The model-turned-actress went on to land a starring role alongside Terry Cruz in the television adaptation of “Are We There Yet?” and is now appearing in Will Packer’s hot new soap opera, “Ambitions,” on the Oprah Winfrey Network.
“Ambitions” offers Atkins an opportunity to shed her often inexperienced, good girl character type to play a more layered role. When introduced, Atkins’ character, Amara Hughes, is in the process of attempting to revive her failing marriage. Instead of following the stereotypical script, this marriage is suffering from infidelity after a conflicted wife has a workplace affair.
Atkins shared with rolling out her thoughts on the roles for Black women showcased in television and film.
Did you enjoy playing a role where the woman was the one who cheated and destroyed the trust in the relationship instead of the typical cheating husband and wounded wife?
Absolutely. The thing is they are not one-dimensional [characters]. No one is all good or all bad. Everyone makes mistakes. Everyone grows, learns, falls — it’s not exclusive to men or women. I loved being able to play a flawed woman who has all these layers and being able to introduce the audience to her journey to rebuild her marriage. … It’ll be intriguing to see how [they] restore that trust or even if they are able to do that.
Hollywood responded to the #MeToo movement, but many feel that Black women were left out of the conversation. Do you believe that’s true?
I think women of color have a harder time being heard, and the climate and culture are such that historically we’ve been treated as objects for sale. There is less of a “preciousness” when an infraction is committed against us. From the women that I know who have experienced sexual assault or misconduct, there is always this guilt or shame that they experience. One of my best friends, Gabrielle Union, is a sexual assault survivor, and even though she was raped at gunpoint in her uniform while on the job, there are still questions from people not familiar with the story like, “What was she wearing?” Like there is always an assumption of guilt rather than innocence.
When it comes to your body and the violation of it, that’s such a great travesty of justice to have your innocence questioned out [of] the gate. So I’m glad that we’ve seen a shift in positions of power so that now there are at least places to go to if a woman experiences something like that instead of being dismissed like in the past and even recently by 45, like it was just some type of locker-room talk that we have to accept.
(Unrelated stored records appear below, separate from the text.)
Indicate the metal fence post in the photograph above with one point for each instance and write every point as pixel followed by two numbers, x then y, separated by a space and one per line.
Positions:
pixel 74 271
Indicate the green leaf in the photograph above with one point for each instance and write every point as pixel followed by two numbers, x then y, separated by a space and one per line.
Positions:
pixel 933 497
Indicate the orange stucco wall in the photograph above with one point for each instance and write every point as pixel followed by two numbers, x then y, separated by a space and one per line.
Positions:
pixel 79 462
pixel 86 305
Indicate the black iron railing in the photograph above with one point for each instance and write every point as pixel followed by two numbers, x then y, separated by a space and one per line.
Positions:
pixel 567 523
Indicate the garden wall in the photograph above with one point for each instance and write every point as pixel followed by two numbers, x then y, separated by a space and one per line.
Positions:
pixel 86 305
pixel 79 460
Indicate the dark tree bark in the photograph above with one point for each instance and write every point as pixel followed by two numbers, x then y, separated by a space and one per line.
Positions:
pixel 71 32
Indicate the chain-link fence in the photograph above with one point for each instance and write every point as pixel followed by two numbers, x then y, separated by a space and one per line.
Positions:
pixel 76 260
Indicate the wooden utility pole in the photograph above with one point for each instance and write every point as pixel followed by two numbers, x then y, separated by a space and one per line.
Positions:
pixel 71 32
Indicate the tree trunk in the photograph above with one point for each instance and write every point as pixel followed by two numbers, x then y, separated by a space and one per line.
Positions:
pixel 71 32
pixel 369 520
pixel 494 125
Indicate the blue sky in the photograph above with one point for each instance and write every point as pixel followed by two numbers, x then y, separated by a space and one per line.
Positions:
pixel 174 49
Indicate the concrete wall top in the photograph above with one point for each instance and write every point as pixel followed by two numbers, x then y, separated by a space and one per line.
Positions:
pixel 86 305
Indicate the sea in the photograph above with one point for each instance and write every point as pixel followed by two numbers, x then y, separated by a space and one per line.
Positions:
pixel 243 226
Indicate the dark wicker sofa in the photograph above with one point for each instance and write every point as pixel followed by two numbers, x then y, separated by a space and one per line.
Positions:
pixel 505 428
Recently you praised the show for the unpredictable lesbian storyline and the reaction from other characters. What made it special?
I am going to give you guys the inside scoop on that ’cause when we read [the script] we were … all just really excited about the fact that that’s how they wrote Stephanie’s reaction [to finding out her daughter is a lesbian]. It was like, “It’s really not about you being gay. It really is about you can like girls — just not that girl.”
It’s really about the family … and the fact that they’re two women is not of concern to the players. So I’m really proud of that aspect of our storytelling.
What has kept you working and relevant in this business for more than 20 years?
I wouldn’t say that I haven’t been affected by any ups and downs, but I’m blessed to have been able to work consistently. I was taught to be professional at all times and you have to value your relationships. That goes a long way. You show up on time, you give your all and you hope for the best, and for me, that has worked.
If you could speak to your younger self in terms of your career, what advice would you give yourself?
You don’t have to be the hare; the tortoise wins the race. It’s OK that you’re not keeping up with the Joneses. … Run your own race, and that’s perfectly fine, and trust that because acceleration, when you are not prepared, is devastation.